In conclusion, the writer goes back to the story that he started in the beginning of the chapter, where he talks about a Rabbi who asks Joshua when the Messiah would come. Elijah says that he could see the Messiah sitting among the poor at the city gate, binding his wounds one by one. The Rabbi goes to see the Messiah and asks when he would come. “Today” Said, The Messiah. The Rabbi goes back to Elijah and tells him that the Messiah has lied to him as he had said that he would come today but he has not.

Elijah says, “This is what he told you: ‘Today if you would listen to his voice’.”  (Psalm 95:7)
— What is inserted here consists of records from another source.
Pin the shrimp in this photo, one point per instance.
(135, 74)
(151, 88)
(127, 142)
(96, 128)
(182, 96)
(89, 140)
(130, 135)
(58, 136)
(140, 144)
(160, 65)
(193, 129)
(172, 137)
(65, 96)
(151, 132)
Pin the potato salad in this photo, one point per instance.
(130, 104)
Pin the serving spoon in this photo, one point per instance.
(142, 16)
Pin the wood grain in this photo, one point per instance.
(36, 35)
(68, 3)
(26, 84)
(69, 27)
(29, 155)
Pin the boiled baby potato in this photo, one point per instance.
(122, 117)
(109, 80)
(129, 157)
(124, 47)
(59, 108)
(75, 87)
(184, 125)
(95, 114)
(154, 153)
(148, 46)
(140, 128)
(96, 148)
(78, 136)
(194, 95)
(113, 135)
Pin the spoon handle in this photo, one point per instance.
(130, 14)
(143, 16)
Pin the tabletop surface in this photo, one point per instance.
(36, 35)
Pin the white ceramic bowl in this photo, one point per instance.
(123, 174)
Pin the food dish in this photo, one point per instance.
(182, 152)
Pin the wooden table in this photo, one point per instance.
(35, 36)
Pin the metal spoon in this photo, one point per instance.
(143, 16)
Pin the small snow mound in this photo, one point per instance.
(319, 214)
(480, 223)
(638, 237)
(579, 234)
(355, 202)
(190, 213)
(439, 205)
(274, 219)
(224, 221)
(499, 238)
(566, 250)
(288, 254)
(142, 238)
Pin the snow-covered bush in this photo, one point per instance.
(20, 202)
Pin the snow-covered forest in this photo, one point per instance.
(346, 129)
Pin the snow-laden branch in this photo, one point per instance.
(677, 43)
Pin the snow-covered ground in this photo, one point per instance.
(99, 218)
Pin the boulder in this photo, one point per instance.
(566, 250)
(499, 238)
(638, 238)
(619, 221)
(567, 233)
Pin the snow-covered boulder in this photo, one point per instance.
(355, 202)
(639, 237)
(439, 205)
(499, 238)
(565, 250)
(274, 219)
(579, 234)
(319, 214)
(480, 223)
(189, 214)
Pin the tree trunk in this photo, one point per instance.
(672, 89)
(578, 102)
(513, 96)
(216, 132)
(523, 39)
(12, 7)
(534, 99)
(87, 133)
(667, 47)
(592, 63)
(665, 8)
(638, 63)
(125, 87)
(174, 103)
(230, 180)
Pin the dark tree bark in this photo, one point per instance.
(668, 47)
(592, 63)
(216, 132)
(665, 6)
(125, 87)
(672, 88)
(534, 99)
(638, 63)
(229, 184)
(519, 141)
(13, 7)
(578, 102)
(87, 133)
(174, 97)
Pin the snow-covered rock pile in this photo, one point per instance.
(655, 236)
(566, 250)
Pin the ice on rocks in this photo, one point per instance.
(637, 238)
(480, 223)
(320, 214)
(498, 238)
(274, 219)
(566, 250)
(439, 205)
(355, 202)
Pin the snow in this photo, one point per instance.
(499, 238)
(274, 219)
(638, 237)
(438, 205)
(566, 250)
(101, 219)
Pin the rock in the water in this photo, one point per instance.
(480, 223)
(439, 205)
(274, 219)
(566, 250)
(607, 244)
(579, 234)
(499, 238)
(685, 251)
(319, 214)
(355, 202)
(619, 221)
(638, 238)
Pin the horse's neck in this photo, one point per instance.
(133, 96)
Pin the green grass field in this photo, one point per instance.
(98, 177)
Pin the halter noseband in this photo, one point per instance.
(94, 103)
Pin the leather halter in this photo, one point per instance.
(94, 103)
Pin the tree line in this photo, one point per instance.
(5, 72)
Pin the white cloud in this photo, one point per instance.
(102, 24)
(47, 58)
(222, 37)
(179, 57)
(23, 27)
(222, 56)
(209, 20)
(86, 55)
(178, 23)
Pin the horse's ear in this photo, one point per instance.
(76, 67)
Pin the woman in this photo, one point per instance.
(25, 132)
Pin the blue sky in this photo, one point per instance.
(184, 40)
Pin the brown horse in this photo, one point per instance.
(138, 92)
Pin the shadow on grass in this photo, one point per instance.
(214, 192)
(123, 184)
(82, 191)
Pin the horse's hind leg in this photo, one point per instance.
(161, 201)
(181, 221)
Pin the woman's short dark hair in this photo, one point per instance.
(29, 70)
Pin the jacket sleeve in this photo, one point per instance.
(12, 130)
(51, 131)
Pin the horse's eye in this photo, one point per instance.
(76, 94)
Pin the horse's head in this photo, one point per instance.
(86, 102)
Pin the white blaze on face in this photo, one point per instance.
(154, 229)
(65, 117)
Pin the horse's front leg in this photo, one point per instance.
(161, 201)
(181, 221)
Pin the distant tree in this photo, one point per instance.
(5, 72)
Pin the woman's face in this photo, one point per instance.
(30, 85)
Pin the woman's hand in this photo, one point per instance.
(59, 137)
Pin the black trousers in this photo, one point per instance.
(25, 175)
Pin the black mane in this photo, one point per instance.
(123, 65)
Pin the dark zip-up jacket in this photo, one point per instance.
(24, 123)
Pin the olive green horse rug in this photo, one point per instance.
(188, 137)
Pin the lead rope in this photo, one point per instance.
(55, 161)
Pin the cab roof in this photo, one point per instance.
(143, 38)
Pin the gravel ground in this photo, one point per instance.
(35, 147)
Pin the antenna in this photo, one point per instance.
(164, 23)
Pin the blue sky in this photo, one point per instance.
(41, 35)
To me this is the same answer the Messiah (Jesus) gives in the New Testament:

And when he was demanded of the Pharisees, when the kingdom of God should come, he answered them and said, The kingdom of God cometh not with observation:

“Behold, the kingdom of God is within you”. Luke 17: 20-21 KJV

The writer closes the discourse by saying that our loneliness and isolation makes us desperately look for a Messiah and a liberator who would take away our despair and miseries and usher a new era of peace and justice but we forget that our wounds are indeed the place where God will start his work of a new creation in us and that is where peace, justice and our healing will be initiated.

My Closing Annotations:

Elijah’s reply to the Rabbi that what the Messiah had said was indeed “Today if you would listen to his voice”, resonates enormously with my eastern philosophy that rises from mysticism proclaiming that if we are to find God, we have to seek Him within. That is what the prophet tells the Rabbi, the Messiah has already come; we just have to look within us and listen to His voice. God does not dwell in temples built with stones and rocks but in the human heart, the heart that is hurt. Because it is only there that he can make his healing presence felt.